What Yahoo Messenger for the Web is designed to do is bring the basics of instant messaging to users who can’t otherwise get to the service. The Web-based client is expected to appeal to, say, customers in Internet cafes, travellers or other people who might be briefly using someone else’s computer, and other situations where it’s not practical (or possible) to install the full-blown Yahoo Messenger client. Of course, the Web version might also appeal to employees of companies which barr downloads or use of instant messaging software.
The idea to put instant messaging in a Web browser isn’t new: Google rolled Google Talk into its GMail service over a year ago, and Web-based services like Meebo were once the only way to bridge the gap between competing instant messaging services.

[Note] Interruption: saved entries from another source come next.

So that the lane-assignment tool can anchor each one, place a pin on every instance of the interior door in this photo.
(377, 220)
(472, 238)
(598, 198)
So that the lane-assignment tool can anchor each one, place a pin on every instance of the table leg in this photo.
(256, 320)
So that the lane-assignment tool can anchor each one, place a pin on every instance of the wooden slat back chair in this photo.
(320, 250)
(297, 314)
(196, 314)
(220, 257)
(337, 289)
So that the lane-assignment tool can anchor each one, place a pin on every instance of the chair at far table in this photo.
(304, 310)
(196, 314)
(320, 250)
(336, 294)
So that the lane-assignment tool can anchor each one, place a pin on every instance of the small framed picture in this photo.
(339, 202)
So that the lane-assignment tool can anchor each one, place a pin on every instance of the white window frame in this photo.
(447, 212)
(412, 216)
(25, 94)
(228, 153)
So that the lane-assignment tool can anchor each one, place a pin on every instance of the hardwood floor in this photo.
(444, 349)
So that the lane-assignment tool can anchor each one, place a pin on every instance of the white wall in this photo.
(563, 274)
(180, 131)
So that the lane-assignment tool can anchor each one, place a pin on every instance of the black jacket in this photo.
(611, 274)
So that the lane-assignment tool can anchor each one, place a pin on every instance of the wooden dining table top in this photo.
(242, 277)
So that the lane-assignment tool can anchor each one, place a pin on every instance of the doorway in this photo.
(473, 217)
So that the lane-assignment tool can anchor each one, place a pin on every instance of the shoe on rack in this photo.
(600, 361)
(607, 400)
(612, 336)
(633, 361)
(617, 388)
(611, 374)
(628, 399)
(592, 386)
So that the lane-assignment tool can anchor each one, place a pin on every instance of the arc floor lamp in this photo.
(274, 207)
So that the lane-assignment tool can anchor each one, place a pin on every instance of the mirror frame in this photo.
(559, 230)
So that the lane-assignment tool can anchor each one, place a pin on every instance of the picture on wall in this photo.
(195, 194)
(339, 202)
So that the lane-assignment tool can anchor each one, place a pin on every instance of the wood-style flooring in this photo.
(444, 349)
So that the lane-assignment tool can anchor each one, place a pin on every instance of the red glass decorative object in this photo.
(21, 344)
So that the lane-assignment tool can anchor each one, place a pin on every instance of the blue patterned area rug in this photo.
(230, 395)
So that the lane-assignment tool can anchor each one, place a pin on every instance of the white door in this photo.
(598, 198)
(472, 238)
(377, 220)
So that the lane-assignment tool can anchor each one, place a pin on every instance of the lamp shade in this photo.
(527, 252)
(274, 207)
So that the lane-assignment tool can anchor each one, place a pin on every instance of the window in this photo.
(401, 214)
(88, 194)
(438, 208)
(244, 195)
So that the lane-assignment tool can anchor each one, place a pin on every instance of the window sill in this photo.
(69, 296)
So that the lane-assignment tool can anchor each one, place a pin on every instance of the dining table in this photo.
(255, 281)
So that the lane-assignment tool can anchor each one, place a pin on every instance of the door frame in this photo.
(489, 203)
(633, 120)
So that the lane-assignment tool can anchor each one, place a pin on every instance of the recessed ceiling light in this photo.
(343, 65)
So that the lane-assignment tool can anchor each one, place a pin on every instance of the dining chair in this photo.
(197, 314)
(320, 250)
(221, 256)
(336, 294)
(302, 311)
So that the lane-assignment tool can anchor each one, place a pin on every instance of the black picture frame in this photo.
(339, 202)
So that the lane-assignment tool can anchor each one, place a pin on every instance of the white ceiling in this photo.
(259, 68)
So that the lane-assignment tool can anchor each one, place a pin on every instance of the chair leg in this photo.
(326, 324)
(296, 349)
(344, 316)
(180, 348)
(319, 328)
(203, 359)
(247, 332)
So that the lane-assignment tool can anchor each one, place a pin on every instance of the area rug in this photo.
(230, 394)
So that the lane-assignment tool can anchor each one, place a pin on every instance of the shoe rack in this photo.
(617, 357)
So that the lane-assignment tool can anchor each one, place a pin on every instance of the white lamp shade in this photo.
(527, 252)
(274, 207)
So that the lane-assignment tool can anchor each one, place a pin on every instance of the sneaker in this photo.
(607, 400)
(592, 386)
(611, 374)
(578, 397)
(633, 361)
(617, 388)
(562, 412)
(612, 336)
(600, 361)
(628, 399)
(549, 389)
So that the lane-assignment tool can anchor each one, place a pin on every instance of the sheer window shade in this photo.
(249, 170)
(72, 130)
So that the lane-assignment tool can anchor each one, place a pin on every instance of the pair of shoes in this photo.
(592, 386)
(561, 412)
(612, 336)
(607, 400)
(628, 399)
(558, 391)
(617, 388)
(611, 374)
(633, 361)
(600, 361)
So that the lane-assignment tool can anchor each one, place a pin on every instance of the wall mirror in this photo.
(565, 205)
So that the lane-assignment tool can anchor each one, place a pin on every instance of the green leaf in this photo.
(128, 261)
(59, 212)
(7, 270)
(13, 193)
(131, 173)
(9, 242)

Right now, Yahoo is offering the beta version of the Web-based messenger client in the United States, Brazil, India, Malaysia, the Philippines, and Viet Nam, with additional expansion planned for later this year. The move into developing markets may be a boon for Yahoo. For instance, some reports indicate that nearly half the everyday Internet users in India get online via Internet cafes, and comScore recently reported Yahoo is the leading instant messaging application in India, Viet Nam, and the Philippines.
Yahoo Messenger for the Web is a free service, but users will quickly note that ads run alongside it. Yahoo hasn’t disclosed whether the advertising content is selected for "relevancy" on the basis of users chat content or histories.